Category 2: Rightsize VMs with consistently low CPU and memory utilization over 30 days were identified via Azure Monitor metrics:
Perf
| where TimeGenerated > ago(30d)
| where ObjectName == "Processor" and CounterName == "% Processor Time"
| summarize AvgCPU = avg(CounterValue), MaxCPU = max(CounterValue) by Computer
| where AvgCPU < 10 and MaxCPU < 30
| join kind=inner (
Heartbeat | summarize by Computer, ResourceGroup, SubscriptionId
) on Computer
34 VMs were identified for rightsizing. A comparison of current SKU to recommended SKU (based on Azure Advisor recommendations and actual utilization) showed an average cost reduction of 40% per machine after resizing.
Category 3: Implement auto-shutdown Development and test VMs running outside of business hours were placed under an auto-shutdown schedule:
# Apply auto-shutdown to all VMs tagged environment=dev
az vm list --query "[?tags.environment=='dev'].id" -o tsv | \
while read vm_id; do
az vm auto-shutdown --ids "$vm_id" --time 1900 --timezone "UTC"
done
Development VMs shutting down at 19:00 UTC (7pm) and restarting manually when needed reduced compute spend on the development fleet by ~62%.
Phase 4: Reserved Instance Strategy
An analysis of the production fleet identified workloads with stable, predictable resource requirements — candidates for reserved instance commitments:
| Workload Type | Current Cost (on-demand) | Reserved 1-yr | Reserved 3-yr | Recommendation |
|---|---|---|---|---|
| Production web tier VMs | $8,400/mo | $5,460/mo (35% saving) | $4,200/mo (50% saving) | 1-year RI |
| Database servers | $6,200/mo | $3,720/mo (40% saving) | $2,790/mo (55% saving) | 3-year RI |
| App Service Plans | $3,100/mo | $2,170/mo (30% saving) | $1,860/mo (40% saving) | 1-year RI |
Reserved instances were purchased in phases — starting with the workloads with the highest confidence in stability. The total annual commitment reduced compute costs on covered workloads by an average of 38%.

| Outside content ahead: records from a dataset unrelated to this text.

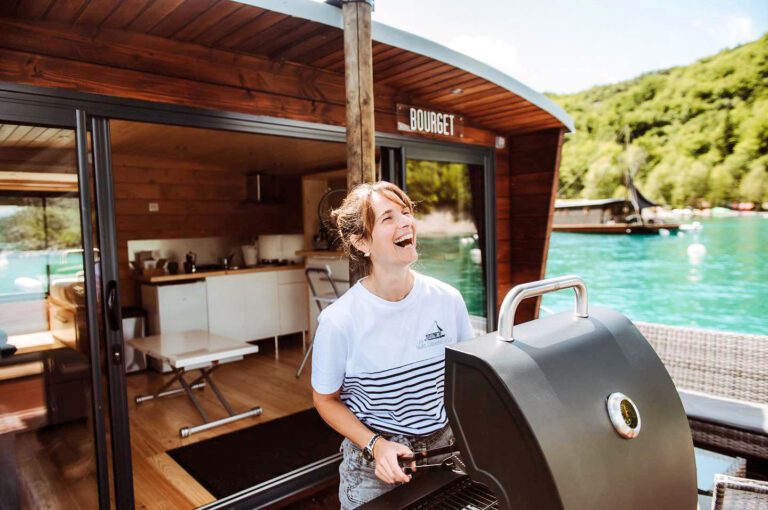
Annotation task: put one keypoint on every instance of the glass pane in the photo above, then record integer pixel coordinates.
(450, 224)
(46, 437)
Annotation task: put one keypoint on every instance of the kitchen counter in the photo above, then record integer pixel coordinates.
(207, 274)
(321, 253)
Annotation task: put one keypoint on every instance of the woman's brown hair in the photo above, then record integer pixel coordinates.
(355, 218)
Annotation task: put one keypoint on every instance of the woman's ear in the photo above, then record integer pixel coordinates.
(361, 245)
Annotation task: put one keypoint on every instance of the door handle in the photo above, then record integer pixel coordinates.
(113, 313)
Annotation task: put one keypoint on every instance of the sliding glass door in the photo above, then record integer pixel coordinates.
(451, 188)
(55, 312)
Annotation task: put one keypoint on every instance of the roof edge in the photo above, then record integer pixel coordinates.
(330, 15)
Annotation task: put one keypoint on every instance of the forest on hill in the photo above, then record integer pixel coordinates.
(690, 136)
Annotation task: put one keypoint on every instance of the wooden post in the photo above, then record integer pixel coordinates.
(358, 73)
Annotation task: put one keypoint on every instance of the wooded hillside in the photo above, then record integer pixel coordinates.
(692, 136)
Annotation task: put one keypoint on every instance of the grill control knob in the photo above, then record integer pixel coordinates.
(624, 415)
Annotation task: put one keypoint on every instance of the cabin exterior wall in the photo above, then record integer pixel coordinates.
(129, 65)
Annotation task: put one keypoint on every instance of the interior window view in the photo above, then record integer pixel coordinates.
(450, 216)
(226, 256)
(45, 418)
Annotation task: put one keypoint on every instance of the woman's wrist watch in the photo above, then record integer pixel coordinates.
(368, 450)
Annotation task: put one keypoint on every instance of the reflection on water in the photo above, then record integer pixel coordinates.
(721, 284)
(449, 259)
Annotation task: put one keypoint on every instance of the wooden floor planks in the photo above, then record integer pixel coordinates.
(160, 483)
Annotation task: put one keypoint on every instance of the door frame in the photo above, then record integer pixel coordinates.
(402, 149)
(50, 106)
(31, 113)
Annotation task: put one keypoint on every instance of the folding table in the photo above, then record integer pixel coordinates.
(186, 352)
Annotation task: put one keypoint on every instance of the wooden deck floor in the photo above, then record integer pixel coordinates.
(159, 483)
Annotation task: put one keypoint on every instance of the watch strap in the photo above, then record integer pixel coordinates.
(368, 450)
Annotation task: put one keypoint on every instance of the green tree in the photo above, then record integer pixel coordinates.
(702, 129)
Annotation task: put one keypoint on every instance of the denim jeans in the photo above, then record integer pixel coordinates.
(358, 482)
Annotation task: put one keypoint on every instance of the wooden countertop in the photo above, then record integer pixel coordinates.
(321, 253)
(207, 274)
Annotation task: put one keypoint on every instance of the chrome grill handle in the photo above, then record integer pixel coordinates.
(527, 290)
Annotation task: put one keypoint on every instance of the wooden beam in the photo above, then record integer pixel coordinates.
(37, 181)
(358, 73)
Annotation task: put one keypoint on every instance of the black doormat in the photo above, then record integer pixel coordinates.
(244, 458)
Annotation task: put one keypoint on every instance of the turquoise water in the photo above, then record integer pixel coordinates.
(37, 265)
(652, 278)
(448, 259)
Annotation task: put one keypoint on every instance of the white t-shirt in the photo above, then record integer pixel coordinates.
(388, 357)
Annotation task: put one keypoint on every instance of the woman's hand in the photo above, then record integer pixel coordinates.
(385, 453)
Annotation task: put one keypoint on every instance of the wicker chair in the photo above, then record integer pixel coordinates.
(729, 365)
(739, 494)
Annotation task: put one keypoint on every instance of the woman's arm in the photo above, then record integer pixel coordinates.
(342, 420)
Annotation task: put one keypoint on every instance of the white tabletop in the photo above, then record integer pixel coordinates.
(192, 348)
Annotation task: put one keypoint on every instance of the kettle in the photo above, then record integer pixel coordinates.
(190, 262)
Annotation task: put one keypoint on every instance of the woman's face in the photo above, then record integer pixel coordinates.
(393, 238)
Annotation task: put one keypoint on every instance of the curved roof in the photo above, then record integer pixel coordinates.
(331, 16)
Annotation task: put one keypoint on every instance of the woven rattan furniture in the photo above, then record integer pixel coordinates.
(739, 494)
(729, 365)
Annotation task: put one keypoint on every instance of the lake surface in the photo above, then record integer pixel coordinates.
(653, 278)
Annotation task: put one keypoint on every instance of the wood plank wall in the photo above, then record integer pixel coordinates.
(534, 160)
(137, 66)
(194, 200)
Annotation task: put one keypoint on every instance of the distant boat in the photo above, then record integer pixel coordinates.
(609, 215)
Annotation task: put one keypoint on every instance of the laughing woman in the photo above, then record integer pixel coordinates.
(379, 350)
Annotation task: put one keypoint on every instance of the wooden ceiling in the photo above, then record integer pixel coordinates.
(239, 152)
(236, 27)
(40, 149)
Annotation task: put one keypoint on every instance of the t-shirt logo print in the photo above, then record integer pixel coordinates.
(433, 337)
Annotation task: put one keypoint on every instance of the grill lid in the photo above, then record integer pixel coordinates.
(572, 411)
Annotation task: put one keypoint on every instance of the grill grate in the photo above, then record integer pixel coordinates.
(463, 494)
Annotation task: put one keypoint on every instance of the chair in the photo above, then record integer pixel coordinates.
(321, 300)
(733, 493)
(729, 367)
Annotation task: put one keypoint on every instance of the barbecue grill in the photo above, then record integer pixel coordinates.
(572, 411)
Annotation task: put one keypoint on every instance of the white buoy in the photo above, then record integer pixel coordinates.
(27, 284)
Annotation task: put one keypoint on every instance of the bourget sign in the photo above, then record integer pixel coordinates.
(412, 119)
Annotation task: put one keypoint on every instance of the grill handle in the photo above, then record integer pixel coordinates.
(526, 290)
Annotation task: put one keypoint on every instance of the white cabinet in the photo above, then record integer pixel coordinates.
(177, 307)
(227, 307)
(339, 267)
(292, 300)
(262, 310)
(174, 308)
(244, 306)
(251, 306)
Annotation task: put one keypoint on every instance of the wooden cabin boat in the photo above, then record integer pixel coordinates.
(161, 132)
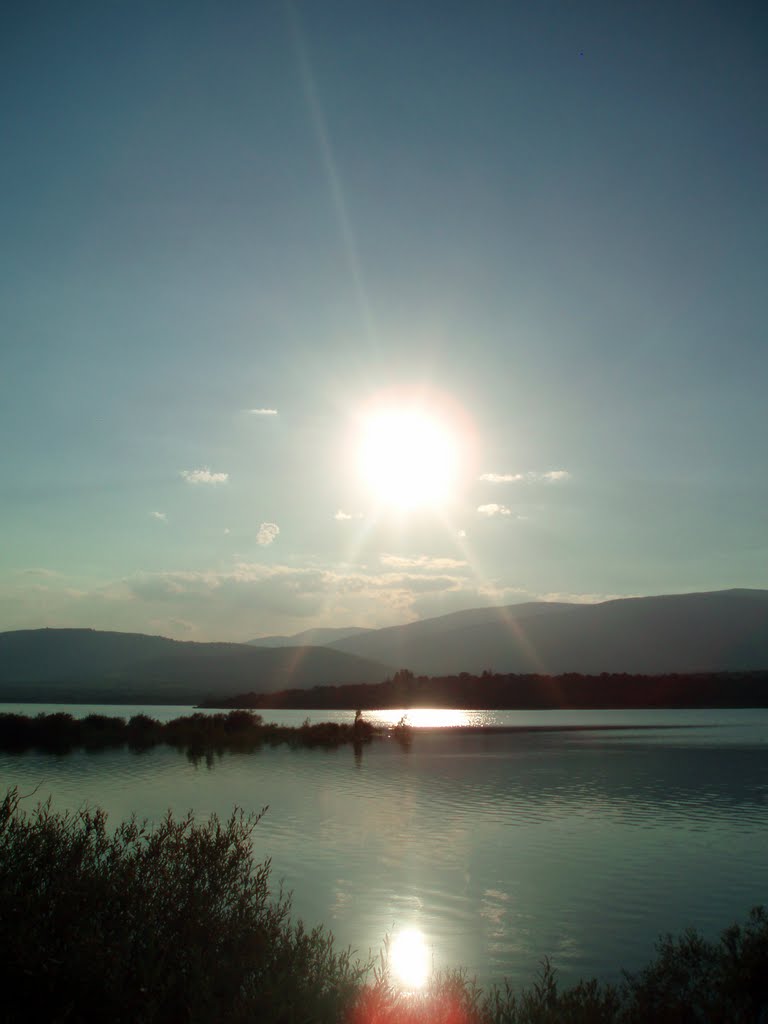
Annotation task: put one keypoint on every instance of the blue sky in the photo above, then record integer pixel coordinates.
(548, 222)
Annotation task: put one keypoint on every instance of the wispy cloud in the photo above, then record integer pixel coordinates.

Phase 5: FinOps Governance Framework
The final phase established ongoing governance to prevent cost sprawl from recurring:
Monthly Cost Review A structured monthly review was established with team leads and the finance team:
- Actual vs. budget per cost centre
- Resources flagged for decommission
- New resource spending reviewed against justification
- Reserved instance utilization reviewed (unused RI capacity is wasted)
Cost Review Board For any resource with a monthly cost projection above a defined threshold, pre-provisioning approval was required from the Cost Review Board — a lightweight process (async Teams message with cost estimate) rather than a formal committee meeting.
Savings Tracking A running savings log was maintained to track the cumulative impact of optimization activities, providing visibility for executive reporting.
Results
| Category | Monthly Saving |
|---|---|
| Terminated idle/orphaned resources | ~$4,200 |
| VM rightsizing | ~$6,800 |
| Dev/test auto-shutdown | ~$5,100 |
| Reserved instance commitments | ~$8,300 |
| Database tier optimization | ~$3,600 |
| Total monthly reduction | ~$28,000 (35%) |
| Governance Metric | Before | After |
|---|---|---|
| Resources with required tags | Below 30% | 100% (enforced) |
| Cost attribution by team | Impossible | Real-time dashboard per cost centre |
| Budget alerts | None | 80% and 100% thresholds per team |
| Reserved instance coverage | 0% | 68% of eligible production workloads |
| Dev VM overnight running | ~100% | Near zero — auto-shutdown enforced |
| Orphaned resource accumulation | Ongoing | Monthly review with expiry-date enforcement |
The 35% reduction in monthly spend happened within 10 weeks. But the more durable outcome is the governance framework. Cost visibility, tagging enforcement, and monthly reviews mean the savings compound rather than quietly erode. Without the governance layer, the same patterns would have re-emerged within a year.